Roy Seligman is LCIS’ first national spelling champion
It was a nail-biting experience that saw Roy Seligman do battle with four people in the Bahamas Association of Independent Secondary Schools (BAISS) Spelling Bee championship to claim the third and final spot to advance to the National Spelling Bee championship.
A tie-breaker really got him the last slot for the nationals. Last Sunday the slate was wiped clean, and all spellers, no matter where they finished, started out level once again in the battle for the national title. In the final analysis, Roy topped the field to earn the right to represent The Bahamas at the Scripps National Spelling Bee.
Roy, a Lyford Cay International School (LCIS) 10-year-old fourth grade student correctly spelt the word “queendom” — a word he had seen prior to the competition and which means the state or territory ruled by a queen.
He is LCIS’ first spelling bee champion.
He will participate at Scripps May 26-31 in Washington, D.C., an all-expense-paid trip as a part of his prize package, along with $750 spending money, a laptop, a one-year subscription to the Encyclopedia Britannica, the Samuel Louis Sugarman Award ($100 U.S. savings bond) and a watch.
“It feels amazing,” said Roy of his win.
Kevin Williams, 11, a fifth-grade student at Yellow Elder Primary School, was second; Arjun Shetty, 13, a Queen’s College eighth grade student, was third.
Kevin and Arjun will also travel to Washington.
“It makes me feel happy, and I’m proud to represent The Bahamas,” said the son of Arthur and Nuala Seligman.
His journey to become the country’s spelling champ began in his class at LCIS, as all students from fourth through eighth grade had to participate in the spelling competition.
At the class level he won with the word “youthful”; and then correctly spelled “antecedence” at the schoolwide level, to advance to the BAISS competition, where he claimed the third spot to compete for the national title in a nail-biter.
Roy’s win was also the first academic glory for LCIS competing in the BAISS, which the school joined in 2018, but had competed predominantly in sports; 2019 was their first year competing in an academic competition. They were previously a part of the independent schools body, which is comprised of smaller independent schools like Windsor, Meridian and Akhepran Academy, according to Katina Seymour, LCIS’ PYP coordinator, responsible primarily for the curriculum and supervision of the elementary school and the early learning center.
To prepare for nationals Roy said he studied a lot, and logged approximately two to four hours every day with Seymour, who was also his coach. He said his mom helped as well.
The first champion to come from the Lyford Cay School said he has been receiving congratulations from all quarters since he returned to school last week Monday, and his proud parents treated him to his favorite Hershey’s chocolate bar.
Roy says he’s a good math student who likes literacy as well, which he said is why he likes the spelling bee.
To prepare for Scripps he says he wants to go back to the root words so he can figure out words he hadn’t seen before. On April 10 he anticipates receiving the study list for the first round so that he can start calling and learning them.
He’s also excited he will get to visit Washington for the first time.
His advice to peers who in the future will seek the national title is: “study hard, be prepared to sacrifice time and approach it with a positive attitude.”
Seymour said to get Roy to the point of becoming national spelling champion, they got together with his parents, and Roy’s mom began acted in an assistant coach capacity, after he completed the school competition, .
“I would give her instructions and she would make sure that they were followed through at home. We would get together every morning, Monday through Friday from 7 a.m., and in the afternoons after school, and we also did Saturday sessions.”
She said the process involved them first of all looking at the schools list that Scripps provides, as well as what they call a district list, and then the unseen list, which would come from Merriam-Webster (unabridged version). They not only looked at the basic lists, but explored words in a number of ways. Seymour said they opted for multiple resources.

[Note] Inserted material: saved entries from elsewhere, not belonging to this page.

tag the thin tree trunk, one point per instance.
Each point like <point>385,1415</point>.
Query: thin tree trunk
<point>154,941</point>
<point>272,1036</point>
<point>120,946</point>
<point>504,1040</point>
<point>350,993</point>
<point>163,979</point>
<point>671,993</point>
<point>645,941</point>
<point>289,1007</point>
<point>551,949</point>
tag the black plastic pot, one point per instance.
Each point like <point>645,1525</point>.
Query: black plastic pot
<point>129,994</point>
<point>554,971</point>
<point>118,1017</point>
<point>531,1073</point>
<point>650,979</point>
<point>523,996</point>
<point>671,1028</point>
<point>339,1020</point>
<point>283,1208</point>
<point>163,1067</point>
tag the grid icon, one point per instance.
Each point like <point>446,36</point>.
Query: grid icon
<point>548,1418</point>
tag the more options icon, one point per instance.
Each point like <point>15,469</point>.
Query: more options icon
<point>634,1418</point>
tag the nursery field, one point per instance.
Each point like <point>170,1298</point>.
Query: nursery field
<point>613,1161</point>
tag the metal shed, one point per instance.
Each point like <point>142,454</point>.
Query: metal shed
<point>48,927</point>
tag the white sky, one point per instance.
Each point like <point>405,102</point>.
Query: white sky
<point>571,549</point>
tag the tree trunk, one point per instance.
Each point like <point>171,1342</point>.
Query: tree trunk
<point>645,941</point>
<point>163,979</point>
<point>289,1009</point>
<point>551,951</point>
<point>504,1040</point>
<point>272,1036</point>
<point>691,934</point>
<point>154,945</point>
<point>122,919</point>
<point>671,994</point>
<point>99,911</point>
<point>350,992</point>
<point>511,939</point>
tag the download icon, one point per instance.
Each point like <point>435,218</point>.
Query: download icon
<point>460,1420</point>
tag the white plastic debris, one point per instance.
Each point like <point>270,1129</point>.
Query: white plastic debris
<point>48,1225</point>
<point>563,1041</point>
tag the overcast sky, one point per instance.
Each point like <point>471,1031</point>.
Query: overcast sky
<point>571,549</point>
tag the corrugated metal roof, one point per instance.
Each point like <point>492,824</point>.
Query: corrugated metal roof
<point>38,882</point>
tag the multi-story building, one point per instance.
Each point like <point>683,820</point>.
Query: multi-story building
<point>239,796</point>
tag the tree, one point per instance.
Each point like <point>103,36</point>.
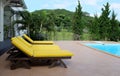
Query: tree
<point>94,28</point>
<point>25,21</point>
<point>104,22</point>
<point>114,28</point>
<point>77,22</point>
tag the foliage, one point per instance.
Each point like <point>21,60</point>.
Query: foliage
<point>77,22</point>
<point>114,30</point>
<point>104,22</point>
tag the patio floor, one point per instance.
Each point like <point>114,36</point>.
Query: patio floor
<point>85,62</point>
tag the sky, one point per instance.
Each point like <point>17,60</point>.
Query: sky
<point>90,6</point>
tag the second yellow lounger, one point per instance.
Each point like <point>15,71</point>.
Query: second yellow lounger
<point>37,42</point>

“We bought some SAT [Scholastic Aptitude Test] vocabulary resources; we got some additional profession words from the legal profession, the medical field. It was just exposing him to words from all around the world literally. And the basis of our training was particularly the etymology of words. We didn’t just go and write memorized words. We went into talking about the origin of words, and understanding how words from different languages how they are comprised – part German or part Greek or part something else, and so that helped him understand patterns for words.”
Seymour said they spent a significant amount of time understanding definitions and using them in sentences and understanding the origin of words.

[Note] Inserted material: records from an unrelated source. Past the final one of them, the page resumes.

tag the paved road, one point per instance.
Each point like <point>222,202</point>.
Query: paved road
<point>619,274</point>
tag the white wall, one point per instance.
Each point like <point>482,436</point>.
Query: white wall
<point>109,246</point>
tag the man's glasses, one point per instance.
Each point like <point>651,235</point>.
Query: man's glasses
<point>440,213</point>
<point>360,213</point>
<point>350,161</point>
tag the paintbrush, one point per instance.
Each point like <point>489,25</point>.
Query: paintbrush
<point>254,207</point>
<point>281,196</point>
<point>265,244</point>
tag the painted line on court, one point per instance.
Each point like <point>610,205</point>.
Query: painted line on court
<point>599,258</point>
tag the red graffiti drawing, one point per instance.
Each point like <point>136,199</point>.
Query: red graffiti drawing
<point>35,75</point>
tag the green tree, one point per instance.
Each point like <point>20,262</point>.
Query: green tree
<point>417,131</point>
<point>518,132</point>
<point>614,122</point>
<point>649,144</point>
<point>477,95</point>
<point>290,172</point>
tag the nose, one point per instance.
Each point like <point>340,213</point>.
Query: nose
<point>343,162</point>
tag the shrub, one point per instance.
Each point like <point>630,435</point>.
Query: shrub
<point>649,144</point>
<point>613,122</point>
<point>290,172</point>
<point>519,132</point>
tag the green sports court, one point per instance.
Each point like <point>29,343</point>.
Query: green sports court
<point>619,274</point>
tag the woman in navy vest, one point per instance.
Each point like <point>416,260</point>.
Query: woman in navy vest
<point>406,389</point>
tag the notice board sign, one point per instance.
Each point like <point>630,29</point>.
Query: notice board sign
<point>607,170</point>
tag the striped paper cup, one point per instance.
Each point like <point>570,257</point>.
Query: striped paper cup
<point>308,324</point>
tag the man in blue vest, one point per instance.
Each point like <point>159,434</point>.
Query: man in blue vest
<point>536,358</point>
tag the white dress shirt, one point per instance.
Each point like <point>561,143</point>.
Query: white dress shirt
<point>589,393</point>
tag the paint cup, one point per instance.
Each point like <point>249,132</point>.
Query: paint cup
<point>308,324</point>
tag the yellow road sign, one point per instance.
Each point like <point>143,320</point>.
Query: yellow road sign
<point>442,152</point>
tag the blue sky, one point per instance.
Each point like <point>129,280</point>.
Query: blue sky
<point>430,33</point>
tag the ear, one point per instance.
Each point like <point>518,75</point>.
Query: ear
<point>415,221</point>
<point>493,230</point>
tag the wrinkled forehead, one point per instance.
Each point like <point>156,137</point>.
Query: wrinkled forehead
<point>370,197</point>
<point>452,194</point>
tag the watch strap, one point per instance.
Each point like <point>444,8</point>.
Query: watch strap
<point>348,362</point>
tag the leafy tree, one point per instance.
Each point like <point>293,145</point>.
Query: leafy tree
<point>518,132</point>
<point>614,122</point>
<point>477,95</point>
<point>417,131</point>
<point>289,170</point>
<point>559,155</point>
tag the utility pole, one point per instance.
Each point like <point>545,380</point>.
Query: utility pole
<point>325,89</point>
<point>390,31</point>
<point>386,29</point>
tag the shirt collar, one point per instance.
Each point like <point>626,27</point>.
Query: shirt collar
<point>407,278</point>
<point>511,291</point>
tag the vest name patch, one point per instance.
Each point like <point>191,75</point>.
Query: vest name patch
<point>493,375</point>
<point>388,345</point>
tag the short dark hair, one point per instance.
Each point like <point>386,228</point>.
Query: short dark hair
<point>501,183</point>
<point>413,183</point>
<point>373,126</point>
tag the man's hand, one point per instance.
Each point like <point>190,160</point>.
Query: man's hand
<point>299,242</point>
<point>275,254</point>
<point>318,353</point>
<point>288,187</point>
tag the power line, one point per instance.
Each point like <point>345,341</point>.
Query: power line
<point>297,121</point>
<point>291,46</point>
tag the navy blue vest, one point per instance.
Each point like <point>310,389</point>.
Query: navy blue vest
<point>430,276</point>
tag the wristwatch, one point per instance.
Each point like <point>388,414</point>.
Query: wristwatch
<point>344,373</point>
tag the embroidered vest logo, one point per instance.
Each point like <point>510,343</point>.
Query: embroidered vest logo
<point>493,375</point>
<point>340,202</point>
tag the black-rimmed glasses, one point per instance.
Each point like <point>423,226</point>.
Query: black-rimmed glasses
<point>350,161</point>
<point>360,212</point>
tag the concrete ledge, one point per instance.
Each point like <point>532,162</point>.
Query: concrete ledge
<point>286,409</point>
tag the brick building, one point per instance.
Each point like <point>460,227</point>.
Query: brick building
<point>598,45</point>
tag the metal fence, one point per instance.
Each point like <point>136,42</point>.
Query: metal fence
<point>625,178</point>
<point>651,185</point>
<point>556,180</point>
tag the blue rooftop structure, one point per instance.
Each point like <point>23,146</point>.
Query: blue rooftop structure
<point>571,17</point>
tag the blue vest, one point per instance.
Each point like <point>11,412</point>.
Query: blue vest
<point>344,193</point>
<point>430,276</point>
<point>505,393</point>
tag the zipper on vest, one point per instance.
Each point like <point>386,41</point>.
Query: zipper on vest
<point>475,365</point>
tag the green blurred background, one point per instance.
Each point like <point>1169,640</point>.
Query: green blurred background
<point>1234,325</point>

LCIS, since it began competing in the spelling bee in 2016, has seen progressive improvements. In the school’s first year, its representative finished 11th followed, by a ninth-place show in 2017, before skipping 2018 and claiming the trophy with Roy in 2019.

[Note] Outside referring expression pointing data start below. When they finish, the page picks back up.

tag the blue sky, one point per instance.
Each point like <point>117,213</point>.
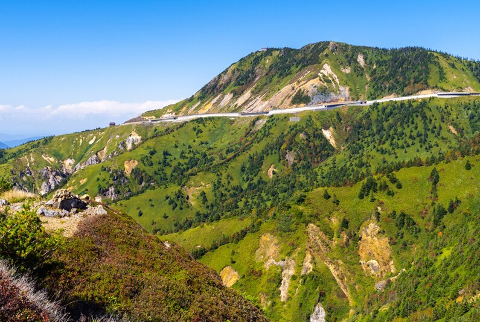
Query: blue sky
<point>125,53</point>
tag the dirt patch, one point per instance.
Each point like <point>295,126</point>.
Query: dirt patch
<point>307,266</point>
<point>271,171</point>
<point>452,129</point>
<point>375,252</point>
<point>290,157</point>
<point>318,314</point>
<point>68,165</point>
<point>129,166</point>
<point>328,134</point>
<point>229,276</point>
<point>390,96</point>
<point>319,246</point>
<point>50,160</point>
<point>268,249</point>
<point>133,140</point>
<point>287,273</point>
<point>361,60</point>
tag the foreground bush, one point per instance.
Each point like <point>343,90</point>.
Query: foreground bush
<point>23,240</point>
<point>19,301</point>
<point>113,266</point>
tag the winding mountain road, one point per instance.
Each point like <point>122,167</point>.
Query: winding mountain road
<point>322,107</point>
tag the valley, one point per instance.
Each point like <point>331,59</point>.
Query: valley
<point>356,201</point>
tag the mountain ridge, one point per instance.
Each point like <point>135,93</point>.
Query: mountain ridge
<point>274,78</point>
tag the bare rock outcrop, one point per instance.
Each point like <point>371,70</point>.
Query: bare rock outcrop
<point>52,179</point>
<point>320,246</point>
<point>65,200</point>
<point>229,276</point>
<point>318,314</point>
<point>375,252</point>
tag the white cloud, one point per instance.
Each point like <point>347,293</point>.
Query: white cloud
<point>70,117</point>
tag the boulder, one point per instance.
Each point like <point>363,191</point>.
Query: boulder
<point>101,211</point>
<point>65,200</point>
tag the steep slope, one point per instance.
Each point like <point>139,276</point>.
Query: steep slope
<point>325,213</point>
<point>110,266</point>
<point>113,263</point>
<point>323,72</point>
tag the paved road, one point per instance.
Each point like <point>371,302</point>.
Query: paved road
<point>323,107</point>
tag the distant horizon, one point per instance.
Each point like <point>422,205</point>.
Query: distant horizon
<point>110,61</point>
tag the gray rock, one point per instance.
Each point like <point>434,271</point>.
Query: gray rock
<point>42,211</point>
<point>101,211</point>
<point>94,159</point>
<point>64,199</point>
<point>380,286</point>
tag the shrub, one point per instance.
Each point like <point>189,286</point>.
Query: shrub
<point>20,301</point>
<point>5,185</point>
<point>23,240</point>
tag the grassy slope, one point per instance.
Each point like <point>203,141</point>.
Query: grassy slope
<point>112,264</point>
<point>413,198</point>
<point>384,72</point>
<point>230,145</point>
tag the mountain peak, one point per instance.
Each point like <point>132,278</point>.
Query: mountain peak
<point>327,71</point>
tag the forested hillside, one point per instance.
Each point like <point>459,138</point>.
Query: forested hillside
<point>363,213</point>
<point>275,78</point>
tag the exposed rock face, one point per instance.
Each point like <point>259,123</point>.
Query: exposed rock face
<point>129,166</point>
<point>65,200</point>
<point>268,249</point>
<point>318,314</point>
<point>94,159</point>
<point>132,140</point>
<point>320,246</point>
<point>111,193</point>
<point>229,276</point>
<point>307,266</point>
<point>43,211</point>
<point>290,158</point>
<point>287,273</point>
<point>67,166</point>
<point>52,177</point>
<point>375,252</point>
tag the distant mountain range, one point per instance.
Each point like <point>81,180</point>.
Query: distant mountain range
<point>5,144</point>
<point>274,78</point>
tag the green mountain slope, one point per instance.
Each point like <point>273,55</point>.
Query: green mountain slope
<point>323,72</point>
<point>330,212</point>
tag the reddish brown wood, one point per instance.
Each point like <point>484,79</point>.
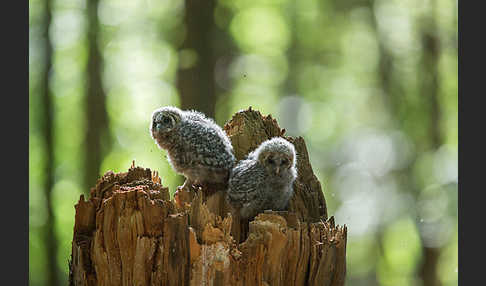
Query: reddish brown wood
<point>130,233</point>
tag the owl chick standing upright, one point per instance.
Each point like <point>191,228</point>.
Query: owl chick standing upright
<point>196,146</point>
<point>264,179</point>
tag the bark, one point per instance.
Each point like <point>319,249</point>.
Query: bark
<point>47,123</point>
<point>130,233</point>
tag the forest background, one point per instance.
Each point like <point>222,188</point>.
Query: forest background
<point>371,85</point>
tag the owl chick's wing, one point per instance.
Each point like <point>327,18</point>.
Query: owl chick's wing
<point>206,145</point>
<point>246,183</point>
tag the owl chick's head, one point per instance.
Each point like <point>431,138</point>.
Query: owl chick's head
<point>277,155</point>
<point>164,120</point>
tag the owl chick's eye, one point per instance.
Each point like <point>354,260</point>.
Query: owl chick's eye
<point>166,120</point>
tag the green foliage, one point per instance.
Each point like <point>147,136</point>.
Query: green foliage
<point>319,67</point>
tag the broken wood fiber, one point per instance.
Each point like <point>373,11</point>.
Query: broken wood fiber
<point>129,231</point>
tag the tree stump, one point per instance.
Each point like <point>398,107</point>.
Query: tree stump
<point>129,232</point>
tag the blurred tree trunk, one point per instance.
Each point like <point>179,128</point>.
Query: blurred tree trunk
<point>429,90</point>
<point>195,79</point>
<point>394,94</point>
<point>97,130</point>
<point>47,130</point>
<point>129,232</point>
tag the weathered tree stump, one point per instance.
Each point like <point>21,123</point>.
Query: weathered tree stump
<point>129,232</point>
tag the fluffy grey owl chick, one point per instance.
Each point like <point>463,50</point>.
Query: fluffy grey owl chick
<point>196,146</point>
<point>264,179</point>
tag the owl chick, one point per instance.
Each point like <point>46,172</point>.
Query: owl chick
<point>264,179</point>
<point>196,146</point>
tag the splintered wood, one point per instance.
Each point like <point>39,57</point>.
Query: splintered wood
<point>129,232</point>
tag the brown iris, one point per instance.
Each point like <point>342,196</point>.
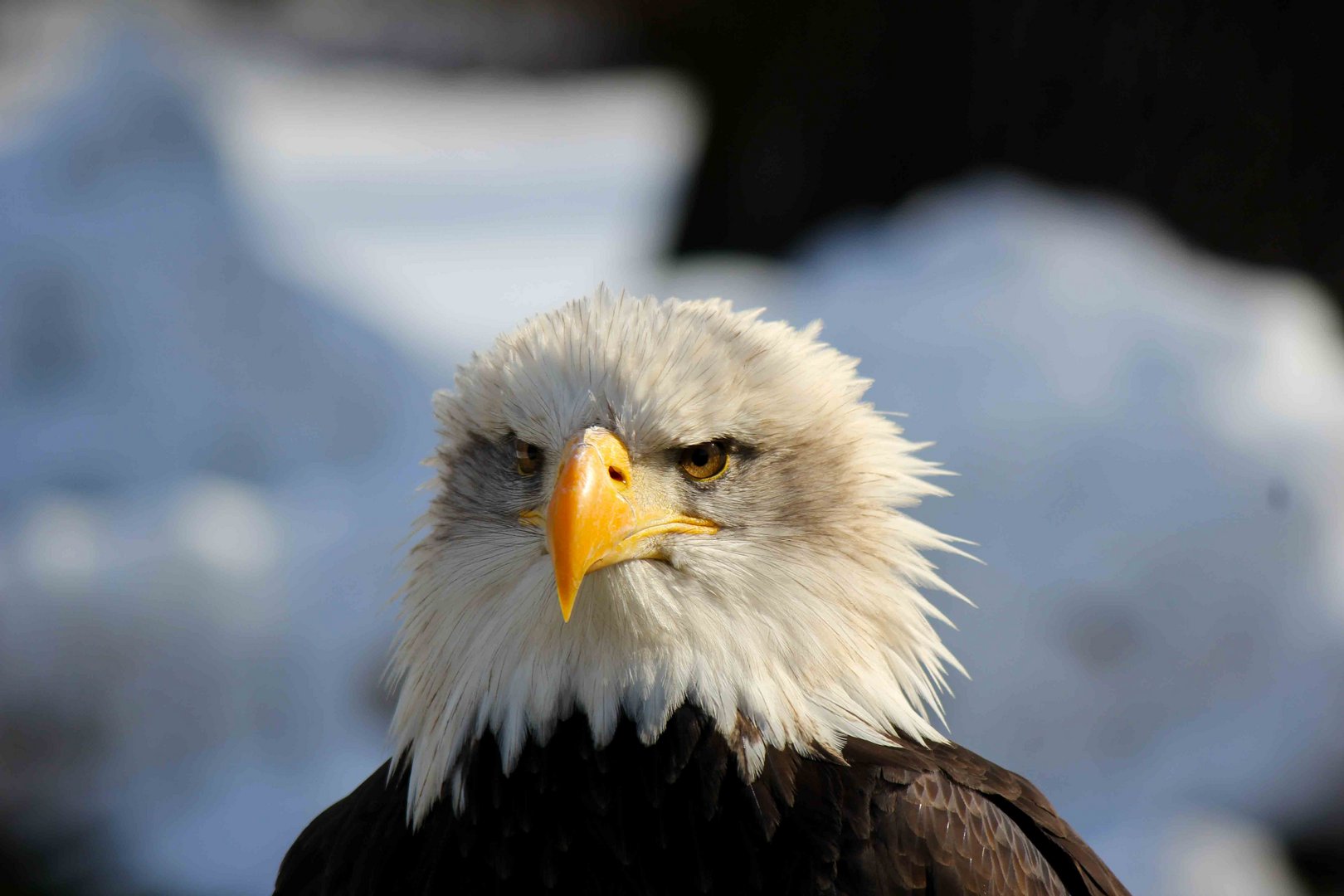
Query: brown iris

“We are ecstatic and so happy that he again demonstrates what our vision is at Lyford Cay International School, which is to inspire excellence,” said Seymour. “We not only inspire excellence in terms of academics, but in sports and other areas. What we do is provide our students with opportunities to demonstrate their excellence in multiple ways, and Roy for us has been the one to demonstrate it with spelling excellence.”
The Nassau Guardian sponsors the National Spelling Bee.